In Tandon, California adopted a rule that limited in home gatherings to no more than three households. Thus, home-based religious services were limited to no more than three families. However, larger groups were permitted to gather in commercial establishments, such as theaters, retail stores, hair salons, and restaurants.
Here is the doctrine established in Tandon:
This Court’s decisions have made the following points clear.
First, government regulations are not neutral and generally applicable, and therefore trigger strict scrutiny under the Free Exercise Clause, whenever they treat any comparable secular activity more favorably than religious exercise.
Second, whether two activities are comparable for purposes of the Free Exercise Clause must be judged against the asserted government interest that justifies the regulation at issue.
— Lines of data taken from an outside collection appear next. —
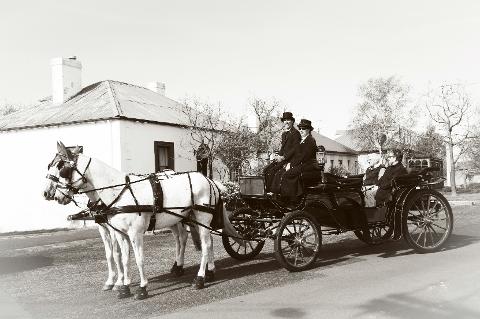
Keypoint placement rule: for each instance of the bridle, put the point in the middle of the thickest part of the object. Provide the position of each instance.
(66, 166)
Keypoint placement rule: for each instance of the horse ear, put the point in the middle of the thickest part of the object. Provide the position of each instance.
(62, 149)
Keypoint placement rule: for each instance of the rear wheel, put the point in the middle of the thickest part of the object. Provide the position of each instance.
(244, 220)
(427, 221)
(298, 241)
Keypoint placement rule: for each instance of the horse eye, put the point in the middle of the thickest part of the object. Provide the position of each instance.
(65, 172)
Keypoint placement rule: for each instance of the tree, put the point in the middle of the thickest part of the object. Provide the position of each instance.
(430, 144)
(267, 116)
(450, 107)
(382, 114)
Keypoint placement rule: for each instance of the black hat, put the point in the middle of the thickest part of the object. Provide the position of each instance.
(287, 116)
(305, 124)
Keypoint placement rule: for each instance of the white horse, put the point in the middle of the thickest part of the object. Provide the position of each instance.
(107, 233)
(182, 193)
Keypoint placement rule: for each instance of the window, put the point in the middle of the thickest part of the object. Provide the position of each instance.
(164, 156)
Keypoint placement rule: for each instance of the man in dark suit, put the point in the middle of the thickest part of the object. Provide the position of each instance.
(394, 168)
(287, 180)
(290, 140)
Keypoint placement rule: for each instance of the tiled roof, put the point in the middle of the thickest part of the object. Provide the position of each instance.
(331, 145)
(100, 101)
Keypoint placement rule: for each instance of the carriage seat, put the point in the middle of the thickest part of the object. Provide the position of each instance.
(313, 179)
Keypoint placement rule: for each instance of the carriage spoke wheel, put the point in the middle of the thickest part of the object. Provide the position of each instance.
(427, 221)
(298, 241)
(244, 220)
(378, 234)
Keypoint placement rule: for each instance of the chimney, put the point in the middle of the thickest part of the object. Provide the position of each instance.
(157, 87)
(66, 78)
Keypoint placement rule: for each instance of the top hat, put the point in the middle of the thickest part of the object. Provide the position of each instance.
(287, 116)
(305, 124)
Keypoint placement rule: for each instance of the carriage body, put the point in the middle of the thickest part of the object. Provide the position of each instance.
(334, 205)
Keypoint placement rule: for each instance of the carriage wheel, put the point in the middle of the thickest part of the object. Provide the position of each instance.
(378, 234)
(244, 220)
(427, 221)
(298, 241)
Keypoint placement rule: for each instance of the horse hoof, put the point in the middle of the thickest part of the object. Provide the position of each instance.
(209, 275)
(124, 292)
(177, 270)
(199, 282)
(107, 287)
(141, 293)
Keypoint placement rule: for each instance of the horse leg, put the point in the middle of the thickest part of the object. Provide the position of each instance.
(180, 235)
(205, 238)
(137, 244)
(210, 272)
(107, 242)
(117, 256)
(122, 240)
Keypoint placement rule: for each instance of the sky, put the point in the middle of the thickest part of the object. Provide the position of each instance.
(310, 55)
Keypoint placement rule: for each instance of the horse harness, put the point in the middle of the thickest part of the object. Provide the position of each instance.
(99, 211)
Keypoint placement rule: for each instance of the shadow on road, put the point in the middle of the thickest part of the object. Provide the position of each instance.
(11, 265)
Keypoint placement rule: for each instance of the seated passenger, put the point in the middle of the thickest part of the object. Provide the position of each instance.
(287, 180)
(290, 139)
(374, 171)
(394, 168)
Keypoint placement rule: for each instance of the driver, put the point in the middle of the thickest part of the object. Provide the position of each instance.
(287, 180)
(290, 140)
(394, 168)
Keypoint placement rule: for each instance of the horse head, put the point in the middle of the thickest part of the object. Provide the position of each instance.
(61, 172)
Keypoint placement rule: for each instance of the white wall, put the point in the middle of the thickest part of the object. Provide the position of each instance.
(138, 155)
(23, 167)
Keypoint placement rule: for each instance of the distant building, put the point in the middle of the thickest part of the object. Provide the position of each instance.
(337, 154)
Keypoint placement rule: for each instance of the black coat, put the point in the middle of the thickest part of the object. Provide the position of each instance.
(385, 182)
(290, 140)
(305, 153)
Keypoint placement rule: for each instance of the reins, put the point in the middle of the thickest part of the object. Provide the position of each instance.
(103, 210)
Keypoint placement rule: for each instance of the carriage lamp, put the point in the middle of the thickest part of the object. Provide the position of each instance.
(321, 155)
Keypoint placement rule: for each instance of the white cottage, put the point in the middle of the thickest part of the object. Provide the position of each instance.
(131, 128)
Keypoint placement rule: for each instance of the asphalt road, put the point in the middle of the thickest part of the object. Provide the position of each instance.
(59, 275)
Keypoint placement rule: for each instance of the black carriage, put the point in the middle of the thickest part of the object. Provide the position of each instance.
(334, 205)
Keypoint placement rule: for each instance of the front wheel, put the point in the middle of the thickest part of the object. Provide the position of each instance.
(427, 221)
(298, 241)
(245, 222)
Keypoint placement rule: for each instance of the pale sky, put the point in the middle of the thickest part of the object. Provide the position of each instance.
(310, 55)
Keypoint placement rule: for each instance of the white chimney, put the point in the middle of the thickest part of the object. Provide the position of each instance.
(66, 78)
(157, 87)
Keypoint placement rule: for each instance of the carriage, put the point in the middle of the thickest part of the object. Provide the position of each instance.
(334, 205)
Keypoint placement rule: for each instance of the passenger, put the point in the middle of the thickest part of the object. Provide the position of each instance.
(374, 171)
(290, 140)
(394, 168)
(287, 180)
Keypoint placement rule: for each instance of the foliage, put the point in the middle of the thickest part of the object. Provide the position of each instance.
(383, 112)
(430, 144)
(267, 115)
(227, 139)
(450, 107)
(8, 108)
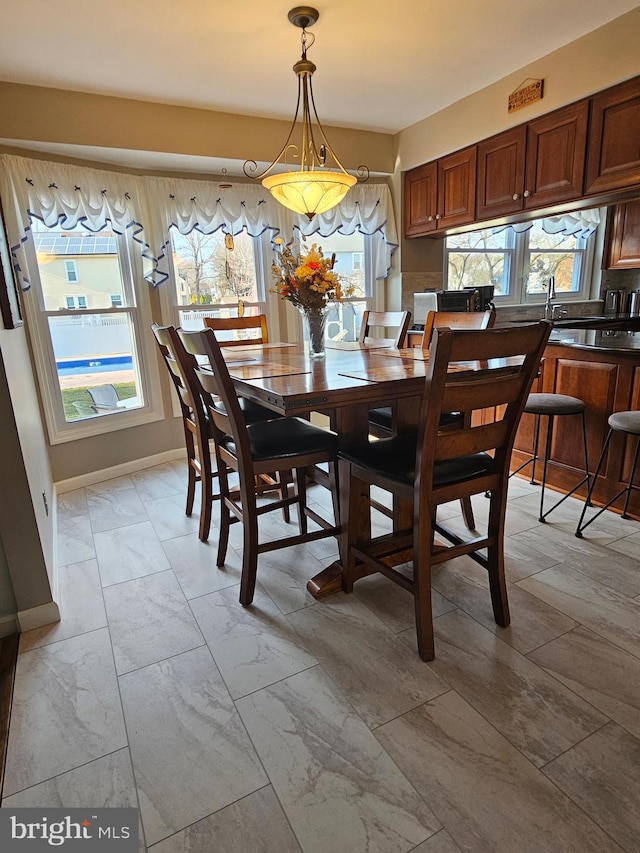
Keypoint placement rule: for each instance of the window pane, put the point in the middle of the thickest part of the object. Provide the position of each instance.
(474, 269)
(212, 271)
(95, 264)
(481, 240)
(349, 252)
(92, 352)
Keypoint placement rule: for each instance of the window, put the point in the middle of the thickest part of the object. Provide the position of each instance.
(345, 319)
(79, 349)
(71, 271)
(211, 275)
(519, 263)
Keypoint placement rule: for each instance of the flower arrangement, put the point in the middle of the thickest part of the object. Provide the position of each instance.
(306, 280)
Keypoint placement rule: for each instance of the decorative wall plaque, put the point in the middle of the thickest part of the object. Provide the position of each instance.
(526, 93)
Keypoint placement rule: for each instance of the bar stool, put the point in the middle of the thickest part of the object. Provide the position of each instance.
(552, 406)
(628, 423)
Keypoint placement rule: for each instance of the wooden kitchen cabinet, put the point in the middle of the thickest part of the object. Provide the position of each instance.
(623, 241)
(613, 160)
(440, 194)
(420, 200)
(500, 182)
(556, 147)
(607, 381)
(533, 165)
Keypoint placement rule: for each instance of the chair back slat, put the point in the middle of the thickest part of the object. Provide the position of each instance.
(509, 360)
(480, 394)
(232, 324)
(456, 320)
(398, 321)
(211, 380)
(462, 442)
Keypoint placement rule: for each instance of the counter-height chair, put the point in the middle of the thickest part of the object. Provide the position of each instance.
(244, 325)
(289, 444)
(393, 323)
(196, 427)
(625, 423)
(382, 419)
(438, 466)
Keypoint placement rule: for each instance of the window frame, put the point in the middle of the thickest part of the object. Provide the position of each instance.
(136, 289)
(516, 268)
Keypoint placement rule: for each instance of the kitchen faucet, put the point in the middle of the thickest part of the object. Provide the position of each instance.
(551, 295)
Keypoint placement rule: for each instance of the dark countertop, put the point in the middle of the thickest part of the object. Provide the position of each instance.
(593, 339)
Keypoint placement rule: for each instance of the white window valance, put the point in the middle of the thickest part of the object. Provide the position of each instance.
(578, 223)
(64, 195)
(366, 208)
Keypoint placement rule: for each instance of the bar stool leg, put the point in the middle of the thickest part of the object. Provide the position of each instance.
(586, 479)
(594, 479)
(631, 476)
(534, 458)
(545, 462)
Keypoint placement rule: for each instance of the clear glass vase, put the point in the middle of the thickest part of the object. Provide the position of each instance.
(315, 324)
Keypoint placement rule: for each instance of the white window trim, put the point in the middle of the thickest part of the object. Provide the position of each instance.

Comparability is concerned with the risks various activities pose, not the reasons why people gather.
Third, the government has the burden to establish that the challenged law satisfies strict scrutiny. To do so in this context, it must do more than assert that certain risk factors “are always present in worship, or always absent from the other secular activities” the government may allow. Instead, narrow tailoring requires the government to show that measures less restrictive of the First Amendment activity could not address its interest in reducing the spread of COVID. Where the government permits other activities to proceed with precautions, it must show that the religious exercise at issue is more dangerous than those activities even when the same precautions are applied. Otherwise, precautions that suffice for other activities suffice for religious exercise too.
Fourth, even if the government withdraws or modifies a COVID restriction in the course of litigation, that does not necessarily moot the case. And so long as a case is not moot, litigants otherwise entitled to emergency injunctive relief remain entitled to such relief where the applicants “remain under a constant threat” that government officials will use their power to reinstate the challenged restrictions.
These principles dictated the outcome in this case, as they did in Gateway City Church v. Newsom (2021). First, California treats some comparable secular activities more favorably than at-home religious exercise, permitting hair salons, retail stores, personal care services, movie theaters, private suites at sporting events and concerts, and indoor restaurants to bring together more than three households at a time. The state did not conclude that those activities pose a lesser risk of transmission than applicants’ proposed religious exercise at home. The Ninth Circuit erroneously rejected these comparators simply because this Court’s previous decisions involved public buildings as opposed to private buildings.
Third, instead of requiring the State to explain why it could not safely permit at-home worshipers to gather in larger numbers while using precautions used in secular activities, the Ninth Circuit erroneously declared that such measures might not “translate readily” to the home. The State cannot “assume the worst when people go to worship but assume the best when people go to work.”
And fourth, although California officials changed the challenged policy shortly after this application was filed, the previous restrictions remain in place until April 15th, and officials with a track record of “moving the goalposts” retain authority to reinstate those heightened restrictions at any time.
Applicants are likely to succeed on the merits of their free exercise claim; they are irreparably harmed by the loss of free exercise rights “for even minimal periods of time”; and the State has not shown that “public health would be imperiled” by employing less restrictive measures. Accordingly, applicants are entitled to an injunction pending appeal.